Previous studies have shown that initiation of aGVHD is dependent on donor Th1 T cells expressing IL-23R.7 Furthermore, secretion of IL-23 by colonic resident antigen-presenting cells after conditioning chemotherapy is a potent inducer of GI-aGVHD.8 Blockade of IL-23 signaling with ustekinumab in combination with tacrolimus and sirolimus in a recent clinical trial resulted in a lower serum concentration of REG3a, a cytokine associated with increased severity of GI-aGVHD.9 Although the trial was not powered to assess clinical outcomes, it highlighted the need for further study of the mediators of IL-23 signaling in aGVHD and specifically for the elucidation of effector T cells involved in IL-23–driven tissue destruction.
This study suggests that although a proinflammatory environment rich in IL-23 can induce CD4+ T cells to initiate aGVHD,7 further propagation of tissue damage in the presence of RA may require CD8+ Tc1 cells. Interestingly, the authors did not observe an IL-23–mediated expansion of Th17 cells in GI-aGVHD, somewhat counter to observations from previous studies.8 Also notable was that expansion of RA-responsive cells was not correlated with IL-33 receptor expression in the intestinal subcrypts, suggesting that RA-mediated GI-aGVHD effects may be independent of the dysregulation of IL-33/ST2 signaling known to be relevant in GVHD.10 In addition, the authors found that lipopolysaccharide (LPS), a known mediator of aGVHD, in combination with RA had a larger effect on the expansion of triple-positive CD8+ T cells than the combination of IL-23 and RA. Future studies of RA-mediated GI-aGVHD will likely require dissection of both IL-23– and LPS-mediated downstream signaling.

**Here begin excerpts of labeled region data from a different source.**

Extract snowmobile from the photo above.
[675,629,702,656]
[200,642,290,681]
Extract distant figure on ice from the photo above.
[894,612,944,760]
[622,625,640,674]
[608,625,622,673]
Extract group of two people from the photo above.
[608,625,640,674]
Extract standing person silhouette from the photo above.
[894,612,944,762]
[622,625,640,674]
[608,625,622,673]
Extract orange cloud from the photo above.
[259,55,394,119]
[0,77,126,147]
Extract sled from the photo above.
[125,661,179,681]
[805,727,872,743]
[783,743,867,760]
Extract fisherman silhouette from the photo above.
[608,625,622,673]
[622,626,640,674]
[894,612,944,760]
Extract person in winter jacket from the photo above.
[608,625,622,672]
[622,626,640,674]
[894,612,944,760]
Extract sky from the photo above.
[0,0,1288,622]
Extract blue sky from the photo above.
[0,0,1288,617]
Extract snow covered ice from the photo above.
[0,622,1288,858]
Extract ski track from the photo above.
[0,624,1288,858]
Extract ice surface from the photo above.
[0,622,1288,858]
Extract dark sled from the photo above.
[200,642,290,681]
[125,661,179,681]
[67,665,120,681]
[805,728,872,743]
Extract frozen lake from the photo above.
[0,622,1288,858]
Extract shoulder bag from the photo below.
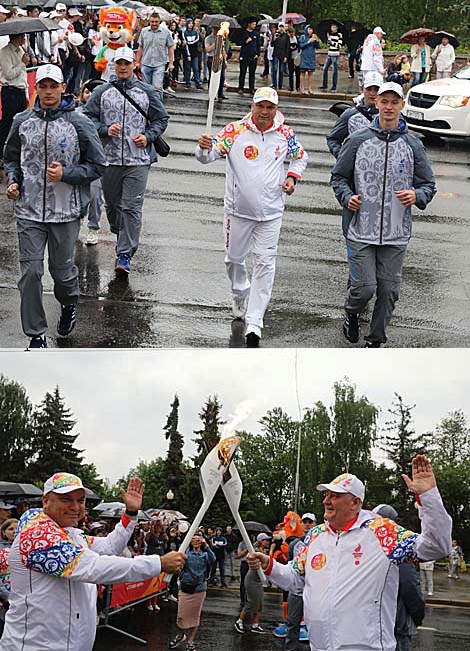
[110,81,170,158]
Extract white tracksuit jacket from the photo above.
[196,111,308,221]
[0,509,161,651]
[266,488,452,651]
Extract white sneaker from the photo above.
[85,228,98,246]
[232,294,248,319]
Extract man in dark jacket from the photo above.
[84,47,168,275]
[272,23,290,89]
[4,64,106,348]
[331,82,436,348]
[238,16,261,95]
[326,72,383,158]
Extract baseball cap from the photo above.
[317,472,366,501]
[253,86,279,106]
[256,531,272,542]
[36,63,63,83]
[377,81,404,99]
[114,47,135,61]
[40,474,87,495]
[363,72,384,88]
[301,513,317,522]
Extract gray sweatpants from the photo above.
[344,240,406,344]
[284,592,304,651]
[17,219,80,337]
[101,165,150,257]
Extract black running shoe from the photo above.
[343,312,359,344]
[57,305,77,337]
[29,335,47,348]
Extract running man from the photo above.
[196,87,308,348]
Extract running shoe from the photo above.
[343,312,359,344]
[57,305,77,337]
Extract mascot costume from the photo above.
[94,7,137,81]
[270,511,304,637]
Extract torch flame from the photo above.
[217,20,230,38]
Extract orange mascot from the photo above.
[94,7,137,81]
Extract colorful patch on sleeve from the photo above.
[0,548,11,592]
[19,511,84,578]
[361,518,418,565]
[212,121,246,156]
[278,124,305,160]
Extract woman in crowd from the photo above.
[169,536,215,651]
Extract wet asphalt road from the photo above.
[0,91,470,348]
[94,590,470,651]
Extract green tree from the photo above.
[0,375,32,481]
[28,387,83,481]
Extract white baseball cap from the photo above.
[317,472,366,502]
[114,47,135,61]
[363,71,384,88]
[43,474,90,495]
[253,86,279,106]
[377,81,404,99]
[36,63,64,84]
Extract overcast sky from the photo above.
[0,349,470,482]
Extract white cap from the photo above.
[36,63,64,84]
[43,472,87,495]
[362,71,384,88]
[317,472,366,502]
[114,47,135,61]
[377,81,404,99]
[253,86,279,106]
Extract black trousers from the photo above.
[238,59,258,93]
[0,86,28,158]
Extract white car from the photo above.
[403,65,470,136]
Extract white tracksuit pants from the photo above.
[224,215,282,328]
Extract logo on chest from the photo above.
[310,554,326,570]
[243,145,259,160]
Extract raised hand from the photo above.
[120,477,145,511]
[402,454,437,495]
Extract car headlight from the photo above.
[439,95,470,108]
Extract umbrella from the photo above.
[317,18,344,43]
[0,18,59,36]
[426,31,460,48]
[400,27,434,45]
[0,481,42,498]
[201,14,241,29]
[233,520,271,533]
[278,12,307,25]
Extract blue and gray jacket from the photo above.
[326,99,379,158]
[331,116,436,245]
[4,95,106,223]
[84,77,169,167]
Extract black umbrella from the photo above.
[317,18,344,43]
[0,18,59,36]
[201,14,241,29]
[426,31,460,47]
[233,520,271,533]
[0,481,42,499]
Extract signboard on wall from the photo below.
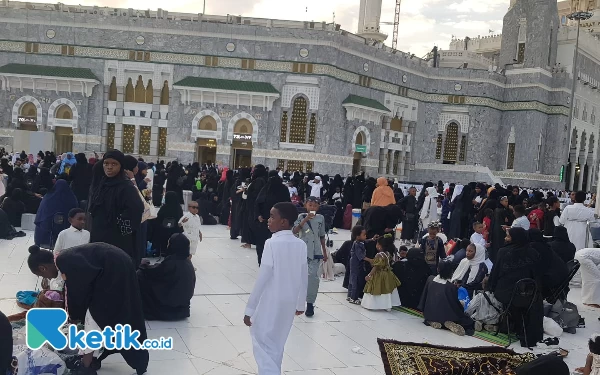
[233,134,252,141]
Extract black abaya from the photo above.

This work provides a reasonable rationale for investigating RA-responsive triple-positive CD8+ T cells and RA-mediated signaling as targets for therapeutic intervention in GI-aGVHD. The study by Ball et al documented that RARα blockade prevented the expansion of the triple-positive CD8+ T cells in vitro, but it remains to be determined whether this would be a viable therapeutic strategy. Alternative approaches suppressing the intestinal epithelial stem cell injury induced by the subcrypt CD8+ T-cell subset would be worth investigating. Whether any of these approaches can augment the efficacy of therapeutics like vedolizumab (clinicaltrials.gov #NCT03657160) that interdict the GI tropism of T cells also remains to be seen.
Conflict-of-interest disclosure: J.K. has served as a consultant for EMD Serono, Merck, GentiBio, Biolojic Design, Equillium, and Moderna Therapeutics; has served on an advisory board for Cugene and Therakos; and has received research support from Equillium, Amgen, Bristol Myers Squibb, Miltenyi Biotec, Regeneron, and Clinigen. R.M.S. declares no competing financial interests.